Basta un salto e l'oro è servito. Andy Diaz non delude le aspettative e concede il bis ai Mondiali indoor di Torun dopo aver vinto nel 2025 a Nanchino. L'azzurro arrivava dunque a quest'evento da campione uscente e ha difeso il titolo alla perfezione, regalando all'Italia una splendida medaglia d'oro nella prima giornata della rassegna iridata polacca.
Una gara in controllo per il triplista azzurro, pure bronzo olimpico a Parigi 2024, che al primo tentativo ha saltato 17.47, nuovo primato mondiale stagionale. Una misura di altissimo livello che è bastata al 30enne cubano naturalizzato italiano per prendere la testa della classifica e non lasciarla mai. Completano il podio Jordan Scott (17.33) e Yasser Mohammed Triki (17.30). 364 giorni dopo, Diaz balla di nuovo sul gradino più alto del podio nella rassegna iridata al coperto, un oro vinto nel triplo in passato soltanto da Paolo Camossi a Lisbona nel 2001. Nelle 21 edizioni della rassegna solo un altro atleta italiano, Gennaro Di Napoli, aveva festeggiato due titoli, anche per lui consecutivi, sui 3000 metri nel 1993 e nel 1995.
Non è riuscito ad essere tra i protagonisti Andrea Dallavalle, argento outdoor a Tokyo: il campione italiano è stato autore di una gara costante con sei salti ravvicinati e una migliore misura di 16.90, realizzata al terzo tentativo, che gli è valsa solo la settima posizione.

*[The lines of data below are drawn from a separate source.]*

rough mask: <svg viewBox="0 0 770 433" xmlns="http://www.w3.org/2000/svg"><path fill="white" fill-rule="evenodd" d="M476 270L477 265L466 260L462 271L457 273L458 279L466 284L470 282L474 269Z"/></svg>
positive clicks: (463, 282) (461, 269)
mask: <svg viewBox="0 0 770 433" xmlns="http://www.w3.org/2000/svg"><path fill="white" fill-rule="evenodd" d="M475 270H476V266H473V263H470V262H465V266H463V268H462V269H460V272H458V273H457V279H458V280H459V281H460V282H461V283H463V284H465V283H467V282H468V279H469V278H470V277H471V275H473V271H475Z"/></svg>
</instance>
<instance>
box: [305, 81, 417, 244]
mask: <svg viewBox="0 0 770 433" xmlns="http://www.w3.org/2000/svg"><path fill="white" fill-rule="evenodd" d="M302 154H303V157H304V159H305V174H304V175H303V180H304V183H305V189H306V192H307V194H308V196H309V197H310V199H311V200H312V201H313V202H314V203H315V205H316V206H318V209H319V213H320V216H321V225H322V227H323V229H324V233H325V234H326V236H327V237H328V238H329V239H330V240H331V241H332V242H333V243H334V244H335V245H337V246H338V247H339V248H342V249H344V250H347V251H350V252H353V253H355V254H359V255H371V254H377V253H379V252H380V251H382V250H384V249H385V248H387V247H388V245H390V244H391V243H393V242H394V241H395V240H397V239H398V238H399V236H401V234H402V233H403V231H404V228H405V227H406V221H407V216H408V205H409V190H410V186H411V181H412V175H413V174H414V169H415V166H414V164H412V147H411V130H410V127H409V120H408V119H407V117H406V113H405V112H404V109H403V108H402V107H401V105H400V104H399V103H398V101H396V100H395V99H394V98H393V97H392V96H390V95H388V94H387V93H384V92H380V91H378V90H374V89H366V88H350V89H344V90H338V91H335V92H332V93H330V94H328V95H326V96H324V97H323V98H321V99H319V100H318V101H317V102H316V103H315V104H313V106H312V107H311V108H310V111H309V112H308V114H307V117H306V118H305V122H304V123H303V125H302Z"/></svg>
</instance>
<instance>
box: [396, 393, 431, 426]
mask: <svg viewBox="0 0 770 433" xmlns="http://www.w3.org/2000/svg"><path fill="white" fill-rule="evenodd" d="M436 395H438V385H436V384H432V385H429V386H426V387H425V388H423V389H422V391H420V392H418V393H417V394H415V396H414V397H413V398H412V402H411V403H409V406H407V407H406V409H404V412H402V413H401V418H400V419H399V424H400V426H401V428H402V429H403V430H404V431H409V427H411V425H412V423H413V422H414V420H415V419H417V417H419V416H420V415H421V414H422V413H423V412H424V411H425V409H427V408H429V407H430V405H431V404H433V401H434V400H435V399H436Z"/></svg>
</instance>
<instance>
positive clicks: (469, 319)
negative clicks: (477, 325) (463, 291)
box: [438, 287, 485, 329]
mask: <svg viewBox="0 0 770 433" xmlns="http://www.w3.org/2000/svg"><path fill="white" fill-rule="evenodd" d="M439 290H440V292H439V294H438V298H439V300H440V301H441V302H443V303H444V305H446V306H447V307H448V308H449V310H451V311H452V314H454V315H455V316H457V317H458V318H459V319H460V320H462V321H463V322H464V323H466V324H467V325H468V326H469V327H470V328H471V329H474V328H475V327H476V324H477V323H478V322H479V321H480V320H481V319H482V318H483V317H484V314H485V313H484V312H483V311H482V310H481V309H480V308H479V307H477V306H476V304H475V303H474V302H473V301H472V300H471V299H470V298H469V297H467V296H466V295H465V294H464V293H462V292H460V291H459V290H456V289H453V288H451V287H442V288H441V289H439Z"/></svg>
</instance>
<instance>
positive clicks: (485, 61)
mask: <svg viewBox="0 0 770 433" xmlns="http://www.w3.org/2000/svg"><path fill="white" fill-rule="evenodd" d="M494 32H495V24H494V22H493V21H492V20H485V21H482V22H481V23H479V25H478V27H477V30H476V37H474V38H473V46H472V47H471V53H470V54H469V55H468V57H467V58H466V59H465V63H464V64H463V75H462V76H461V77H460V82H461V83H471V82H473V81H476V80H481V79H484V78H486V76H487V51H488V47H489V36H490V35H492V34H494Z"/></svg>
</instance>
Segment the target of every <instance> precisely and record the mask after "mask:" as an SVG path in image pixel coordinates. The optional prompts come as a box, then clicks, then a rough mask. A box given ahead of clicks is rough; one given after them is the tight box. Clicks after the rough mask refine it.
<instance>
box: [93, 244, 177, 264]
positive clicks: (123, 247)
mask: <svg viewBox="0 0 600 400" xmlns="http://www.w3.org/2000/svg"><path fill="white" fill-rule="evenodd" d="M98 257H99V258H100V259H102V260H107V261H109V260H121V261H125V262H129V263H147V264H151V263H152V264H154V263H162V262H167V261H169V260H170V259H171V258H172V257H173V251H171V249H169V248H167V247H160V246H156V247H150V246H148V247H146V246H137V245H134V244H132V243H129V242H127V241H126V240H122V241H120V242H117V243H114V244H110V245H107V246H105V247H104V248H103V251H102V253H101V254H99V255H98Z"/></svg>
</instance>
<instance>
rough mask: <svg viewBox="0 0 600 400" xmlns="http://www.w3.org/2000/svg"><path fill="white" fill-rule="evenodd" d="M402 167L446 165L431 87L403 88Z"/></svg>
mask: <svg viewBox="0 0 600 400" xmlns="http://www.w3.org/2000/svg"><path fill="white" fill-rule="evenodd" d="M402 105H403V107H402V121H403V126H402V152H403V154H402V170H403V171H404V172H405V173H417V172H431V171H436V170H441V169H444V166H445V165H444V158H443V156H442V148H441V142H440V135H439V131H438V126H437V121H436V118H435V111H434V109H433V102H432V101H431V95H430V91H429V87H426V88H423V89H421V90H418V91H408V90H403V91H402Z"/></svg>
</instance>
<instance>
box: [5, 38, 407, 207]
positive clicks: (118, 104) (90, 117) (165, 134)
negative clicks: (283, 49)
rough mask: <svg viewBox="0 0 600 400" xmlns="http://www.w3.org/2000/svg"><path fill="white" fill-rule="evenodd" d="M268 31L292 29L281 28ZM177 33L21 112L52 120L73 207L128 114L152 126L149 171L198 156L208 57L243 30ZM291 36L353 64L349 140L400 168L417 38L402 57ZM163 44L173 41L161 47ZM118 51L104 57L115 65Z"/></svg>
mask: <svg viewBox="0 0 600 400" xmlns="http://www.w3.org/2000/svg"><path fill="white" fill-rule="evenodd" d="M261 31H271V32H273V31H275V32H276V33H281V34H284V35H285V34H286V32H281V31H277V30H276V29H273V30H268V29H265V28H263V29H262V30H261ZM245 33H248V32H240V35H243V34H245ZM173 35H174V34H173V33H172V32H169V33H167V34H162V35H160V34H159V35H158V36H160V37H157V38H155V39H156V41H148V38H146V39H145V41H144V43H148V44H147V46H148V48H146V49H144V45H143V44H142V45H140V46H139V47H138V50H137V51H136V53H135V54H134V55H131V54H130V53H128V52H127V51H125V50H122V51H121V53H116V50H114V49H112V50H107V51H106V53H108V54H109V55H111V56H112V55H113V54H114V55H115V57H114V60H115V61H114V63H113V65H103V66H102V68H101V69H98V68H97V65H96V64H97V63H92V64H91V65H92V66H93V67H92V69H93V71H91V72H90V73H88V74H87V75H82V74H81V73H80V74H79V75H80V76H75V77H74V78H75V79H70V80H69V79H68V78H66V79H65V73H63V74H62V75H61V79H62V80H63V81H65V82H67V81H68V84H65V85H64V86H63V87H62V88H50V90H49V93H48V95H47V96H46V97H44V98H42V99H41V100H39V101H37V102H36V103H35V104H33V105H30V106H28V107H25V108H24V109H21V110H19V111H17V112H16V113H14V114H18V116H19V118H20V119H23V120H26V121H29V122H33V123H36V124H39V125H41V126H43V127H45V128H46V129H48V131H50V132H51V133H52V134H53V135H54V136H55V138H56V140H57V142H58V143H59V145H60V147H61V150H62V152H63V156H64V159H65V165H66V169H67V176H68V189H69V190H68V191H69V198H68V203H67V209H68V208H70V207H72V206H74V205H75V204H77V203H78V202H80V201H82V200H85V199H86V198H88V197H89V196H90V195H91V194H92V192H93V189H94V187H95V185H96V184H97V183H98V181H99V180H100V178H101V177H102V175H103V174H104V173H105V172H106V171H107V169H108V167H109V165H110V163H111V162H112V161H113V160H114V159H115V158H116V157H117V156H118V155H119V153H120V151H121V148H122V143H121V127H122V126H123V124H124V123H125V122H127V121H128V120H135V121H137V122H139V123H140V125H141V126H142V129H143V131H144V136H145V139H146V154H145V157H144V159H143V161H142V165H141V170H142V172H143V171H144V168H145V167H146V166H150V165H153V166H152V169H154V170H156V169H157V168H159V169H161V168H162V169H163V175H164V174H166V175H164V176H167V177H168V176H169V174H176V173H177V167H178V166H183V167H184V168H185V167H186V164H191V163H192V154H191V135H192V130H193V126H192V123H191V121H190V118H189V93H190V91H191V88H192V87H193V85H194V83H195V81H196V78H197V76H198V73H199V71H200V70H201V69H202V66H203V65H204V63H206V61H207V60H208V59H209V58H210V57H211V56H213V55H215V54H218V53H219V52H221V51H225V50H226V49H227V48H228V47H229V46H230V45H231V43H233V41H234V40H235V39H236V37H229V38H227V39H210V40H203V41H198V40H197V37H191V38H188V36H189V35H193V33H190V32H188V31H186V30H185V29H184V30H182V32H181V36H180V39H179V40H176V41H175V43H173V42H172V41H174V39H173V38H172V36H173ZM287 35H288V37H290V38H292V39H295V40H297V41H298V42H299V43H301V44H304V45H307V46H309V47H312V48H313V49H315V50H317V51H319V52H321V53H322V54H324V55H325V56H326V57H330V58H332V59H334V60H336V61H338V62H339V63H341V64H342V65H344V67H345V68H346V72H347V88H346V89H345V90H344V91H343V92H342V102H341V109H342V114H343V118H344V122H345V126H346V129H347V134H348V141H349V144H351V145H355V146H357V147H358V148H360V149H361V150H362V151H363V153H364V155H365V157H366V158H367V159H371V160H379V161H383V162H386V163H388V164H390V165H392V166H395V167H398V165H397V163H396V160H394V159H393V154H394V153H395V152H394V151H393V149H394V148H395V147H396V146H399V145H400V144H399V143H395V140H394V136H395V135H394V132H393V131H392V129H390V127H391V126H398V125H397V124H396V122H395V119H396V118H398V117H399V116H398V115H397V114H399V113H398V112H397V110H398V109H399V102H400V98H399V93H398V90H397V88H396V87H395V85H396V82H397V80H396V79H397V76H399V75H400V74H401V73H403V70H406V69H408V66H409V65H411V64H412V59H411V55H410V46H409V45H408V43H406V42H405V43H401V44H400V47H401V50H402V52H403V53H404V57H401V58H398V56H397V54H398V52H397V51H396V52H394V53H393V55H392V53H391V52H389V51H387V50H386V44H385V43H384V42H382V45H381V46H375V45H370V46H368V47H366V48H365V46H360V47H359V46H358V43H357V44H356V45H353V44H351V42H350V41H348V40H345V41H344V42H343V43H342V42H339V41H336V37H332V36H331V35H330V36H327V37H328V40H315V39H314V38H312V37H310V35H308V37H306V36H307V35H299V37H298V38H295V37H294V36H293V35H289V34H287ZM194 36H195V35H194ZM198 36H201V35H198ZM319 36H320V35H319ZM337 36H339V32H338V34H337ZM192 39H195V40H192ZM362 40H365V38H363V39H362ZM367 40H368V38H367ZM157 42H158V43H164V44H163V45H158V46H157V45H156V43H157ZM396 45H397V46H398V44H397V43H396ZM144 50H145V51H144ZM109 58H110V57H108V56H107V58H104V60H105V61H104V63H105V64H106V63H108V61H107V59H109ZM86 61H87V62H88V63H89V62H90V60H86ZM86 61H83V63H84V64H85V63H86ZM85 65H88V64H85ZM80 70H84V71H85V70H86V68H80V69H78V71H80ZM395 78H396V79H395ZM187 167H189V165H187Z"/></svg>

Oggi l'Italia proverà a migliorare il proprio bottino con due delle atlete più attese di questi Mondiali: la seconda giornata della rassegna di Torun vede in programma i 60 metri femminili e i 3000 metri con Zaynab Dosso e Nadia Battocletti a caccia di una medaglia. In questa stagione la velocista azzurra è diventata la prima italiana a battere il muro dei 7 secondi, correndo in 6.99, che l'è valso il primato mondiale stagionale insieme a Julien Alfred, e proverà a ripetersi dopo l'argento di Nanchino 2025. Grande curiosità anche per vedere l'esordio tra i grandi di Kelly Doualla: a 16 anni e 121 giorni la velocista di Pavia sarà sui blocchi di partenza e proverà a far vedere tutto il potenziale. Il programma prevede al mattino le batterie, mentre la sera si entra nel vivo con le semifinali e la finale, che chiuderà la sessione serale alle 21.20. Attesa per vedere Nadia Battocletti sui 3000 metri, distanza dove l'azzurra si è misurata in questa stagione indoor ottenendo il primato italiano a Lievin in 8:26.44. La fuoriclasse italiana contenderà una medaglia alle etiopi Freweyni Hailu, favorita per l'oro, e Aleshign Baweke, e le australiane Linden Hall e Jessica Hull. Da non perdere la finale maschile del salto con l'asta, con Armand Duplantis al via, i 60 metri ostacoli con Lorenzo Ndele Simonelli e Oliver Mulas e il salto in alto con Christian Falocchi. Fuori nei 60 in semifinale Ceccarelli e Randazzo.